The novel is notable for an appearance by LAPD detective Harry Bosch on pages 109 and 110:

I said, "Hey."
It took him a moment to place me. A few years ago, his house had been damaged in the big earthquake. I didn't know him then or that he was with LAPD, but not long after I jogged past while he was clearing debris and saw that he had a small rat tattooed on his shoulder. The tat marked him as a tunnel rat in Vietnam. I stopped to give him a hand. Maybe because we had that connection.
He said, "Oh yeah, how ya doin'?"
"I heard you quit."
He frowned at the cigarette, then drew deep before dropping it.
"I did."
"I don't mean the smoking. I heard you left the job."
"That's right. I hadda come around to sign the papers."
It was time to go, but neither of us moved. I wanted to tell him about Abbott and Fields, and how I pretended to be sick after they died because I was scared to go out again. I wanted to tell him that I had not murdered anyone and how the rage in Lucy's eyes scared me and all the other things that I had never been able to talk about because he was older and he had been there and I thought he might understand, but, instead, I looked at the sky.
He said, "Well, stop around some time.
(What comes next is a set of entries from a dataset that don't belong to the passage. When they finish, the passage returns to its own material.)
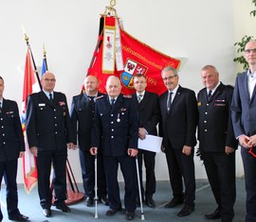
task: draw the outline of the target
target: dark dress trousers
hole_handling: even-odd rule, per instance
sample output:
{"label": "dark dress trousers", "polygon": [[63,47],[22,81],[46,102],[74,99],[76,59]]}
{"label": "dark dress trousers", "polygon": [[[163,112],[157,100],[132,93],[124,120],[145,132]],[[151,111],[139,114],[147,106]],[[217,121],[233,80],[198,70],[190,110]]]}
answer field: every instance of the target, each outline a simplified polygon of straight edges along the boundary
{"label": "dark dress trousers", "polygon": [[119,164],[125,182],[125,209],[136,210],[136,162],[127,150],[137,148],[137,129],[138,114],[131,97],[119,94],[112,106],[107,95],[97,100],[92,146],[100,148],[103,155],[110,209],[121,207],[118,183]]}
{"label": "dark dress trousers", "polygon": [[[137,94],[132,95],[137,104],[139,128],[144,128],[148,134],[157,135],[156,125],[160,119],[158,95],[153,93],[145,92],[143,99],[138,103]],[[137,160],[139,168],[140,181],[142,181],[142,159],[146,169],[146,191],[145,196],[152,196],[155,192],[155,152],[138,149]],[[141,194],[144,196],[144,189],[141,184]]]}
{"label": "dark dress trousers", "polygon": [[[193,91],[178,87],[170,113],[167,113],[168,91],[160,95],[160,135],[163,136],[166,160],[174,197],[183,198],[192,205],[195,197],[193,153],[196,145],[195,130],[198,121],[196,97]],[[183,145],[192,146],[192,153],[182,153]],[[183,196],[182,177],[185,183]]]}
{"label": "dark dress trousers", "polygon": [[[247,72],[236,77],[231,103],[231,116],[235,137],[242,134],[252,136],[256,134],[256,87],[249,97]],[[253,147],[256,153],[256,147]],[[248,149],[241,147],[244,163],[247,190],[247,216],[246,221],[256,221],[256,158],[248,153]]]}
{"label": "dark dress trousers", "polygon": [[51,163],[54,168],[55,204],[66,199],[66,144],[73,142],[71,120],[65,95],[54,92],[53,102],[41,91],[27,98],[27,136],[29,147],[37,146],[38,192],[43,209],[51,206]]}
{"label": "dark dress trousers", "polygon": [[[17,103],[3,99],[0,112],[0,179],[5,176],[8,215],[19,214],[17,193],[17,164],[19,154],[25,151]],[[0,221],[3,214],[0,209]]]}
{"label": "dark dress trousers", "polygon": [[[101,95],[103,94],[98,93],[97,96],[99,98]],[[71,105],[72,130],[73,135],[78,136],[82,184],[86,197],[94,197],[95,196],[95,157],[92,156],[89,151],[91,147],[94,106],[94,99],[89,98],[86,94],[74,96]],[[77,137],[75,141],[77,141]],[[107,192],[103,159],[101,152],[97,155],[97,169],[98,196],[101,197],[105,196]]]}
{"label": "dark dress trousers", "polygon": [[208,100],[207,89],[198,93],[198,140],[208,179],[223,221],[232,221],[235,203],[235,152],[227,155],[225,147],[237,148],[230,103],[233,88],[223,83]]}

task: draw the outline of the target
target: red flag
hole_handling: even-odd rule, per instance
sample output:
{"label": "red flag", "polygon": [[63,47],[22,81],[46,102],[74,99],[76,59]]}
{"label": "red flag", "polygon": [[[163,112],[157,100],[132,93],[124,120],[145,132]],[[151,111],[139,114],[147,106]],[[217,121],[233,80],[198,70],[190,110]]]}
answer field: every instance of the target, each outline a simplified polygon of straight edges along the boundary
{"label": "red flag", "polygon": [[31,189],[37,183],[37,167],[36,167],[36,159],[30,153],[29,146],[27,144],[26,128],[25,128],[25,119],[26,119],[26,110],[27,110],[27,96],[32,94],[40,91],[39,82],[35,77],[31,55],[29,48],[27,48],[26,64],[25,64],[25,75],[24,75],[24,85],[23,85],[23,101],[22,101],[22,128],[24,132],[25,146],[26,151],[23,156],[23,178],[25,183],[25,189],[27,192],[30,192]]}
{"label": "red flag", "polygon": [[[164,55],[149,45],[139,42],[120,29],[120,43],[123,59],[123,71],[115,70],[114,75],[120,78],[121,92],[124,94],[135,93],[133,76],[140,73],[146,77],[147,91],[161,94],[166,91],[161,78],[161,70],[166,66],[178,68],[180,60]],[[99,91],[105,93],[105,83],[109,74],[102,73],[102,45],[95,52],[95,61],[88,69],[88,76],[96,76],[100,81]]]}

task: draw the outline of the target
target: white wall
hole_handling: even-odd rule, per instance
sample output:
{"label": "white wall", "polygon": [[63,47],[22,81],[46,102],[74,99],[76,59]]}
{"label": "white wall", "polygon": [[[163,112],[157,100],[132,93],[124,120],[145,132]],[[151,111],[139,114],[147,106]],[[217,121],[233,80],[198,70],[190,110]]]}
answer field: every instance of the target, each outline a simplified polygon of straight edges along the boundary
{"label": "white wall", "polygon": [[[247,1],[234,0],[117,0],[116,9],[124,29],[137,39],[172,57],[187,58],[180,84],[196,93],[202,88],[200,69],[215,65],[224,83],[234,84],[233,43],[238,9]],[[97,42],[100,14],[109,0],[9,0],[0,1],[0,75],[5,78],[5,97],[22,101],[26,43],[22,25],[29,37],[36,64],[42,64],[43,43],[48,68],[56,75],[56,91],[66,94],[69,105],[79,94]],[[249,7],[248,7],[249,8]],[[239,18],[247,11],[239,11]],[[255,27],[255,26],[254,26]],[[244,30],[242,30],[242,35]],[[78,151],[68,158],[81,182]],[[239,156],[239,155],[238,155]],[[195,157],[196,178],[206,178],[202,162]],[[19,164],[18,182],[22,183]],[[168,179],[163,154],[157,154],[157,179]]]}

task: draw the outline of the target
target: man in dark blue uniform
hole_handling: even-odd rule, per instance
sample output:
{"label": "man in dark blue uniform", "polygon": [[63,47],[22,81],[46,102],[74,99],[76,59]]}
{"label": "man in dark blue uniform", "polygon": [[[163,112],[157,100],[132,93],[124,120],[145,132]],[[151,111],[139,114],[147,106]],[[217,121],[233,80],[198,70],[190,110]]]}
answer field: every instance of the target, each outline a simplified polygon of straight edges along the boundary
{"label": "man in dark blue uniform", "polygon": [[[145,91],[147,87],[146,77],[142,74],[134,77],[134,87],[137,93],[132,94],[133,100],[137,104],[139,115],[138,137],[144,140],[147,134],[157,135],[156,125],[160,119],[158,95]],[[155,192],[155,152],[138,149],[138,168],[141,184],[142,198],[145,195],[145,203],[151,208],[155,207],[153,195]],[[146,168],[146,190],[142,186],[142,160]],[[137,201],[137,205],[138,201]]]}
{"label": "man in dark blue uniform", "polygon": [[[4,79],[0,77],[0,181],[5,175],[7,209],[9,220],[27,221],[27,216],[18,209],[17,168],[18,158],[25,152],[25,144],[17,103],[3,98]],[[0,209],[0,221],[3,214]]]}
{"label": "man in dark blue uniform", "polygon": [[[95,77],[86,77],[84,79],[85,93],[74,96],[71,106],[72,129],[74,136],[78,134],[80,163],[87,207],[93,206],[95,196],[95,159],[89,149],[91,147],[95,101],[102,95],[102,94],[98,93],[98,87],[99,81]],[[75,138],[76,140],[77,138]],[[103,159],[101,152],[97,156],[97,169],[99,200],[108,205]]]}
{"label": "man in dark blue uniform", "polygon": [[198,140],[216,210],[207,219],[230,222],[234,217],[235,152],[237,141],[231,122],[230,103],[233,88],[219,81],[219,73],[212,65],[201,72],[205,88],[198,93]]}
{"label": "man in dark blue uniform", "polygon": [[53,188],[57,209],[68,213],[65,205],[67,147],[73,148],[71,120],[65,95],[53,92],[55,76],[46,73],[41,80],[43,91],[29,95],[27,107],[27,135],[38,168],[38,193],[43,213],[51,215],[51,163],[54,168]]}
{"label": "man in dark blue uniform", "polygon": [[131,96],[120,94],[119,77],[110,76],[106,82],[108,95],[98,99],[92,131],[92,154],[101,148],[108,188],[109,210],[113,215],[121,210],[118,183],[119,164],[125,183],[124,204],[126,219],[135,218],[137,207],[136,160],[137,154],[138,114]]}

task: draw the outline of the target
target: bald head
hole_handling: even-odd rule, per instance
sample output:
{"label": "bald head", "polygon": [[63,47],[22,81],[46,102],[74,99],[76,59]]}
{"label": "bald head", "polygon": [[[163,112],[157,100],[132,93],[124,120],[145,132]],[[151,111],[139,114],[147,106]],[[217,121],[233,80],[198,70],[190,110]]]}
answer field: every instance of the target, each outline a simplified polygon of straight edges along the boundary
{"label": "bald head", "polygon": [[119,95],[121,90],[120,80],[115,76],[110,76],[106,81],[106,92],[111,98]]}
{"label": "bald head", "polygon": [[41,85],[43,90],[48,93],[51,93],[54,90],[55,82],[55,76],[50,72],[45,73],[41,78]]}

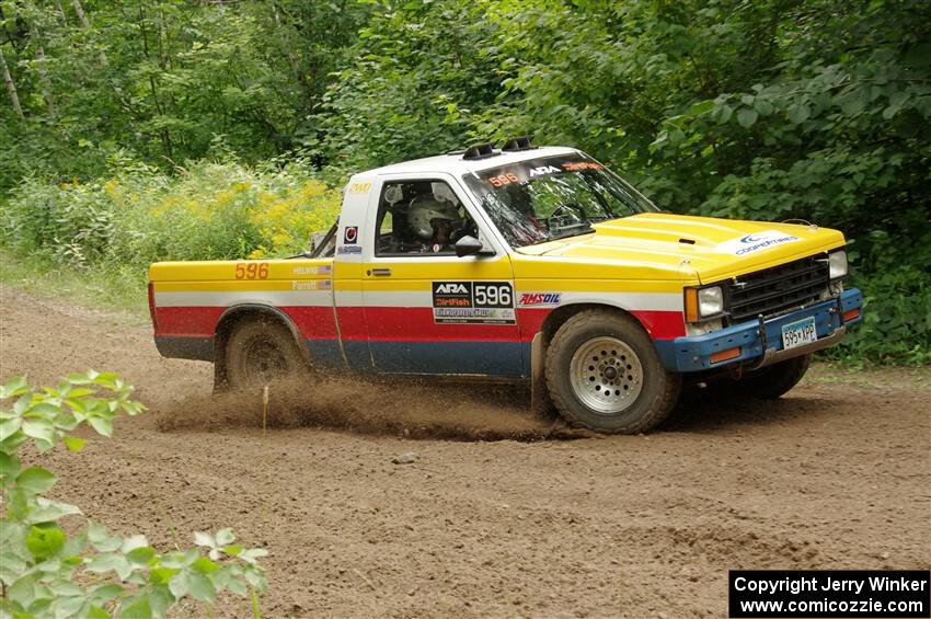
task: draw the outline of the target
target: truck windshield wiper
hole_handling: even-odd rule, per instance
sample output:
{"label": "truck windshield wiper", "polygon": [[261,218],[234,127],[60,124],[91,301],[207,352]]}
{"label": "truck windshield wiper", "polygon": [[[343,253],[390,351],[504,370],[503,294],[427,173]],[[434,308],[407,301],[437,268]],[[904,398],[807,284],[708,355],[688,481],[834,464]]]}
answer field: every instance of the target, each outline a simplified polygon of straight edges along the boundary
{"label": "truck windshield wiper", "polygon": [[578,237],[581,234],[587,234],[591,231],[591,226],[589,223],[582,223],[579,226],[573,226],[570,230],[564,230],[559,234],[553,234],[548,241],[555,241],[558,239],[568,239],[570,237]]}

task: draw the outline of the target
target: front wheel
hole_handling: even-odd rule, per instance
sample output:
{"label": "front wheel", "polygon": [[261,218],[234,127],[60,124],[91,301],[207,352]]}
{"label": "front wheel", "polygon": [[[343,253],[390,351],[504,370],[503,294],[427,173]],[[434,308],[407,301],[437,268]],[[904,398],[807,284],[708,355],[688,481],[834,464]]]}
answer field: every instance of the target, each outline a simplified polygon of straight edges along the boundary
{"label": "front wheel", "polygon": [[547,352],[547,385],[574,425],[636,434],[662,423],[679,397],[679,375],[663,367],[632,317],[587,310],[570,318]]}
{"label": "front wheel", "polygon": [[234,391],[309,369],[291,332],[279,322],[262,319],[235,326],[227,341],[226,364],[227,380]]}

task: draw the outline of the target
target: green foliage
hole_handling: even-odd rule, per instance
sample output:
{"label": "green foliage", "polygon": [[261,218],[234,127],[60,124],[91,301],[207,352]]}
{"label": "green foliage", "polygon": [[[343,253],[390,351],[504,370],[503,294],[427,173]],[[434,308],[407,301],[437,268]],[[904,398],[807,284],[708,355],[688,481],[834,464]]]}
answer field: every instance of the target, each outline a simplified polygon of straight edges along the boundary
{"label": "green foliage", "polygon": [[143,410],[131,392],[115,374],[96,371],[42,391],[22,377],[0,387],[0,401],[10,403],[0,409],[0,617],[142,619],[164,617],[185,597],[210,605],[223,591],[265,591],[257,559],[266,551],[233,543],[228,528],[197,532],[195,548],[166,553],[145,536],[123,538],[93,521],[76,535],[65,532],[60,520],[81,511],[43,496],[58,478],[24,466],[21,450],[32,445],[44,452],[64,443],[80,451],[85,442],[72,433],[82,424],[110,437],[119,414]]}
{"label": "green foliage", "polygon": [[200,162],[166,175],[124,164],[108,180],[51,184],[30,177],[0,206],[0,239],[59,266],[129,267],[160,260],[287,255],[335,220],[340,193],[295,162],[251,169]]}
{"label": "green foliage", "polygon": [[[883,321],[929,286],[927,2],[141,0],[89,3],[89,28],[70,5],[0,7],[24,112],[0,105],[0,191],[25,179],[14,202],[27,204],[36,182],[96,186],[47,199],[62,218],[50,230],[69,241],[44,248],[61,254],[49,260],[287,245],[246,223],[249,195],[206,227],[193,210],[161,222],[164,233],[141,213],[128,227],[126,210],[102,207],[104,179],[143,179],[150,195],[156,177],[175,183],[156,169],[180,172],[177,186],[203,197],[197,179],[209,202],[225,190],[186,161],[300,153],[335,180],[533,134],[584,148],[673,211],[843,230]],[[38,219],[24,230],[48,231],[31,208]],[[864,328],[858,345],[919,358],[908,351],[927,342],[922,316],[889,333]]]}

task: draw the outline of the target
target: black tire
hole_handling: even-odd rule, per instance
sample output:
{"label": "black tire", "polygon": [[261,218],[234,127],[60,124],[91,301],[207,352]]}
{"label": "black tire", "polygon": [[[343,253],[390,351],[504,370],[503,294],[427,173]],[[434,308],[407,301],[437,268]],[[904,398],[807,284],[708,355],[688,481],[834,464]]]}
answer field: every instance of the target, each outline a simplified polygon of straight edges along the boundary
{"label": "black tire", "polygon": [[735,388],[742,396],[759,400],[775,400],[795,387],[812,363],[812,355],[802,355],[747,372]]}
{"label": "black tire", "polygon": [[550,397],[563,417],[605,434],[656,427],[675,408],[682,385],[659,362],[641,324],[610,310],[570,318],[550,342],[545,365]]}
{"label": "black tire", "polygon": [[226,374],[232,391],[262,387],[309,369],[294,335],[280,322],[246,320],[237,324],[227,340]]}

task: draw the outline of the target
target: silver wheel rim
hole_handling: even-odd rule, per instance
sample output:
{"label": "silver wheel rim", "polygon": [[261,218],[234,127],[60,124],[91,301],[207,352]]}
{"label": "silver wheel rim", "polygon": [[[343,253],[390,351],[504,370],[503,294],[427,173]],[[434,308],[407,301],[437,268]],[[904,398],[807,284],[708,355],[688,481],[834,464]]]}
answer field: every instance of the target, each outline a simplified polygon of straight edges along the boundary
{"label": "silver wheel rim", "polygon": [[617,337],[593,337],[570,363],[575,397],[602,415],[625,411],[643,388],[643,365],[633,348]]}

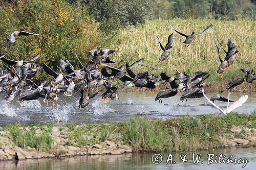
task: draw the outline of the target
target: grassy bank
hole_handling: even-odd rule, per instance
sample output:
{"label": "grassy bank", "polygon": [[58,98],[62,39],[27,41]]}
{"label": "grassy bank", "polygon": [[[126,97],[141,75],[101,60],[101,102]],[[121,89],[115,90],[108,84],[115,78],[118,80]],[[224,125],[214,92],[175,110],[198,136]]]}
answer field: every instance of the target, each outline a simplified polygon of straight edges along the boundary
{"label": "grassy bank", "polygon": [[[110,45],[111,48],[116,50],[116,60],[131,63],[131,60],[144,58],[143,64],[153,68],[137,67],[135,68],[135,72],[147,69],[154,74],[159,74],[161,71],[164,71],[171,74],[177,69],[180,71],[184,71],[191,75],[196,71],[208,71],[210,75],[207,81],[218,81],[221,83],[225,83],[229,79],[237,78],[238,75],[244,76],[240,70],[242,67],[255,68],[255,20],[174,19],[170,20],[170,22],[174,27],[187,34],[194,31],[196,33],[201,32],[210,23],[214,24],[214,27],[207,34],[197,37],[189,47],[185,47],[182,43],[184,37],[172,30],[167,20],[148,21],[145,25],[123,30],[119,34],[119,41]],[[162,51],[154,33],[158,35],[164,45],[167,42],[168,36],[172,33],[175,35],[171,56],[162,65],[157,60]],[[231,70],[222,79],[220,77],[218,78],[215,73],[220,61],[214,47],[214,41],[218,38],[227,48],[226,41],[229,37],[234,41],[240,52]],[[223,58],[225,57],[223,52],[221,52],[221,56]]]}
{"label": "grassy bank", "polygon": [[[240,144],[254,145],[255,130],[255,112],[166,120],[133,117],[123,123],[100,124],[18,124],[0,128],[0,145],[25,151],[32,148],[56,156],[67,152],[67,147],[94,148],[106,141],[127,145],[134,151],[190,151]],[[240,143],[237,140],[245,142]]]}

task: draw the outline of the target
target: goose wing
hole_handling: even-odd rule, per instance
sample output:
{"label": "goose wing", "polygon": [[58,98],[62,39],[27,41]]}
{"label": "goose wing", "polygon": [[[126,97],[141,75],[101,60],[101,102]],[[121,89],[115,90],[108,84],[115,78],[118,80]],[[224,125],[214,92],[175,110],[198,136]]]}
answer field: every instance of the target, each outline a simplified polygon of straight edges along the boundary
{"label": "goose wing", "polygon": [[137,60],[135,62],[134,62],[133,64],[132,64],[129,67],[129,68],[132,68],[133,67],[134,67],[139,64],[140,64],[144,60],[143,58],[141,58],[139,60]]}
{"label": "goose wing", "polygon": [[234,41],[233,41],[233,40],[231,38],[229,38],[227,40],[227,47],[228,50],[230,49],[231,48],[236,48],[236,44],[234,44]]}
{"label": "goose wing", "polygon": [[42,68],[48,75],[51,75],[56,78],[58,77],[58,74],[54,71],[52,69],[50,68],[45,63],[42,64]]}
{"label": "goose wing", "polygon": [[158,37],[158,36],[156,34],[154,33],[154,34],[155,35],[155,36],[156,36],[156,37],[157,37],[157,39],[158,40],[158,42],[159,43],[159,44],[160,45],[161,48],[162,48],[162,50],[163,51],[165,51],[165,48],[164,48],[164,47],[163,47],[163,44],[162,44],[162,43],[161,43],[161,41],[160,41],[160,40],[159,39],[159,38]]}
{"label": "goose wing", "polygon": [[59,65],[65,75],[70,75],[74,72],[74,67],[69,62],[66,62],[60,59],[59,59]]}
{"label": "goose wing", "polygon": [[180,34],[180,35],[181,35],[182,36],[184,36],[186,38],[187,37],[187,35],[186,35],[185,34],[182,33],[182,32],[180,32],[178,30],[177,30],[176,29],[174,28],[170,23],[170,22],[169,22],[169,21],[168,21],[168,22],[169,23],[169,25],[170,25],[170,27],[174,30],[178,34]]}
{"label": "goose wing", "polygon": [[37,59],[40,57],[40,55],[41,55],[41,53],[39,53],[36,55],[35,55],[35,56],[33,57],[30,60],[28,60],[28,61],[24,61],[24,62],[31,62],[31,61],[35,61],[35,60]]}
{"label": "goose wing", "polygon": [[174,43],[174,34],[173,33],[170,35],[169,35],[169,36],[168,37],[168,42],[165,45],[164,48],[165,48],[166,50],[168,50],[172,48],[173,43]]}
{"label": "goose wing", "polygon": [[175,91],[161,91],[157,93],[156,98],[168,98],[174,96],[178,93],[177,90]]}
{"label": "goose wing", "polygon": [[225,52],[225,53],[227,54],[227,52],[226,50],[225,50],[224,48],[223,48],[223,47],[222,46],[222,45],[221,44],[221,43],[220,42],[220,41],[219,41],[219,40],[217,39],[217,42],[218,42],[218,43],[219,44],[219,45],[220,45],[221,48],[224,51],[224,52]]}
{"label": "goose wing", "polygon": [[210,25],[208,26],[208,27],[206,28],[206,29],[205,30],[204,30],[204,31],[203,31],[201,33],[195,34],[194,36],[198,36],[199,35],[205,34],[206,33],[207,33],[207,32],[210,31],[210,30],[211,29],[212,26],[214,26],[214,25],[212,24],[211,24]]}
{"label": "goose wing", "polygon": [[124,82],[125,81],[127,81],[129,82],[133,82],[134,79],[130,77],[129,76],[124,75],[123,77],[121,77],[119,79],[122,82]]}

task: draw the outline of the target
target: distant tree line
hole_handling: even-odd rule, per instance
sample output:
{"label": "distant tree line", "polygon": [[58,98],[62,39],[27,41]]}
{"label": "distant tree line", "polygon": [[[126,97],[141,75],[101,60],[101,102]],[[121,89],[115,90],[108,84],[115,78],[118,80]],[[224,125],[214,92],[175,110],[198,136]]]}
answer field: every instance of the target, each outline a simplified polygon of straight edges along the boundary
{"label": "distant tree line", "polygon": [[255,19],[256,1],[156,0],[153,9],[155,18]]}

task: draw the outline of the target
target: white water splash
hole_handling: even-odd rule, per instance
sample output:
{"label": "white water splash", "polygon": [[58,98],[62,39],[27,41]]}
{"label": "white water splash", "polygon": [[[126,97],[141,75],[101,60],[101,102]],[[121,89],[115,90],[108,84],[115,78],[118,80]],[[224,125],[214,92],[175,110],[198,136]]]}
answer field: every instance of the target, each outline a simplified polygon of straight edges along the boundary
{"label": "white water splash", "polygon": [[94,115],[103,115],[106,113],[114,113],[115,110],[106,103],[103,103],[101,99],[98,99],[92,104]]}
{"label": "white water splash", "polygon": [[185,102],[185,101],[183,102],[177,102],[176,101],[170,101],[165,102],[168,106],[190,106],[188,103]]}
{"label": "white water splash", "polygon": [[149,110],[147,110],[146,107],[144,106],[137,106],[137,110],[139,111],[139,114],[150,114],[150,112]]}
{"label": "white water splash", "polygon": [[132,105],[133,104],[134,104],[133,100],[130,98],[127,99],[126,103],[128,105]]}
{"label": "white water splash", "polygon": [[19,105],[22,107],[26,107],[27,108],[33,108],[35,109],[40,109],[41,108],[41,104],[38,100],[24,101]]}
{"label": "white water splash", "polygon": [[6,103],[5,101],[0,102],[0,114],[8,117],[17,117],[17,114],[16,113],[16,109],[12,107],[10,105]]}
{"label": "white water splash", "polygon": [[70,105],[60,106],[56,105],[51,109],[49,115],[52,118],[57,122],[67,122],[69,119],[69,114],[71,113],[73,106]]}

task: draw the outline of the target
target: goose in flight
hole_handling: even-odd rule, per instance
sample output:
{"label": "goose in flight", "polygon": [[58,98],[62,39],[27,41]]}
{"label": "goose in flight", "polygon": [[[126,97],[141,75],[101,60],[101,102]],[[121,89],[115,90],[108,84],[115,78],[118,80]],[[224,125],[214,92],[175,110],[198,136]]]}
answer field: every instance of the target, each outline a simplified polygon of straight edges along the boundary
{"label": "goose in flight", "polygon": [[12,32],[11,34],[8,35],[7,37],[7,43],[8,44],[12,44],[16,42],[15,38],[18,36],[28,36],[28,35],[39,35],[40,34],[34,34],[29,33],[28,32],[24,31],[24,29],[20,29],[17,31],[15,31]]}
{"label": "goose in flight", "polygon": [[158,36],[156,34],[154,34],[155,36],[157,37],[157,40],[158,40],[158,42],[160,45],[161,48],[163,51],[163,53],[162,53],[161,57],[157,59],[158,60],[158,62],[161,62],[161,64],[162,64],[163,63],[163,61],[165,60],[170,54],[170,48],[173,47],[172,45],[174,41],[174,34],[172,34],[169,35],[169,36],[168,37],[168,42],[165,45],[165,46],[164,47],[161,43]]}
{"label": "goose in flight", "polygon": [[178,31],[178,30],[177,30],[176,29],[174,28],[170,23],[170,22],[169,22],[169,21],[168,21],[168,23],[169,23],[169,25],[170,25],[170,27],[174,30],[177,33],[178,33],[180,35],[181,35],[182,36],[186,37],[186,39],[185,40],[185,41],[183,42],[183,43],[185,43],[186,44],[188,44],[187,47],[189,45],[189,44],[190,44],[190,43],[192,42],[192,40],[194,39],[195,37],[196,37],[196,36],[198,36],[198,35],[201,35],[201,34],[205,34],[206,33],[207,33],[207,32],[208,32],[209,31],[210,31],[210,30],[211,29],[211,28],[213,26],[213,25],[212,24],[211,24],[210,25],[209,25],[209,26],[208,26],[208,27],[205,29],[204,30],[204,31],[203,31],[201,33],[199,33],[199,34],[195,34],[195,32],[193,32],[192,33],[191,33],[191,35],[186,35],[179,31]]}
{"label": "goose in flight", "polygon": [[35,61],[35,60],[37,59],[41,55],[41,53],[39,53],[36,55],[35,55],[34,57],[33,57],[32,58],[31,58],[30,60],[27,60],[27,61],[24,61],[24,60],[26,59],[26,58],[23,58],[22,60],[20,61],[12,60],[11,59],[9,59],[7,58],[5,58],[5,55],[6,55],[6,54],[0,57],[0,59],[3,61],[4,61],[5,63],[7,63],[7,64],[10,65],[13,65],[14,67],[16,68],[16,67],[20,67],[21,66],[22,66],[23,65],[24,63],[27,63],[27,62],[32,62],[32,61]]}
We'll have a beer."
"Okay. You, too."
He walked around the side of the building, and then he was gone. I wondered about the silence that he carried, and then I wondered at my own.

Bosch is not specifically named, but he quit the force at the end of City of Bones (which was published the year before the Last Detective), his house in the Hollywood Hills was severely damaged in the Northridge earthquake in January of 1994, and he bears a tattoo of a small rat on his shoulder from his time as a tunnel rat during the Vietnam War" (which played an integral part in his investigation in The Black Echo).